Zurecht nannte sie die zahlreichen Massnahmen, die sie verfügt hatte, damit die Schweiz zumindest durch den anstehenden Winter kommt. Dass die Energiepolitik, die sie zuletzt als zuständige Departementsvorsteherin verantwortet hat, in weiten Teilen gescheitert ist, diese Einschätzung teilt sie aber nicht. Man habe die Fehler – etwa die zu gross gewordene Abhängigkeit von Stromimporten aus dem Ausland – erkannt und die entsprechenden Korrekturen eingeleitet.
Das Parlament habe in der Herbstsession die nötigen Schritte zur Versorgungssicherheit eingeleitet. Und auch den sogenannten «runden Tisch», wo sie sich mit den Rekurs-wütigen Umweltverbänden über bestimmte Wasserkraftprojekte einigen konnte, verbucht sie als Erfolg. Sommaruga legte immer Wert darauf, alle Akteure mit im Boot zu haben.

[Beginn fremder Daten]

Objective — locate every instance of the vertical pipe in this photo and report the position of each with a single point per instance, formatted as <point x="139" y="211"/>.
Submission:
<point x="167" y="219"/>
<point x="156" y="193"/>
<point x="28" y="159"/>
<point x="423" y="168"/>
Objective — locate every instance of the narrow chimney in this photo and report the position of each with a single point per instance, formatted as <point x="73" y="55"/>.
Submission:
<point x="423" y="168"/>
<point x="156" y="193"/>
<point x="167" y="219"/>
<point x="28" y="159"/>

Dossier-bestimmende Parlamentarier lud sie nicht selten zu sich ins Büro ein zum Kaffee.
Cassis sagt Rumänien-Reise ab
Sommarugas Rücktrittsankündigung – das hat sie mit jener von Maurer gemein – kam völlig überraschend. Schon lange Zeit vor dem privaten Schicksalsschlag wurde darüber spekuliert, ob es die 62-Jährige ihrem Kollegen Maurer, den sie persönlich mag, gleichmachen würde. Und nach den wegweisenden Entscheiden des Parlaments im Energiedossier sah es zunächst danach aus, dass sie mindestens bis Ende der Legislatur im Amt bleiben wird. Für wann genau ihr Rücktritt eigentlich geplant gewesen wäre, diese Frage liess sie unbeantwortet.
SP-Fraktionschef Roger Nordmann sagte an anderer Stelle, dass man sich noch vor kurzem mit Sommaruga Gedanken gemacht habe über die Strategie für die im kommenden Sommer anstehende Abstimmung über die Gletscher-Initiative. Die Partei wie auch ihre Fraktion hat Sommaruga ebenfalls auf dem falschen Fuss erwischt. Den Bundesrat offensichtlich auch. Bundespräsident Ignazio Cassis annullierte am Mittwochnachmittag kurzerhand eine Reise nach Rumänien.
Die SP ihrerseits sucht nun eine Nachfolgerin. Die Parteileitung schlägt ihrer Fraktion vor, ein Ticket mit zwei Frauen zu nominieren. Am 25. November werden die Kandidatinnen nominiert. Sommaruga selbst äusserte keine Präferenzen. Ihre Nachfolge sei Sache des Parlaments.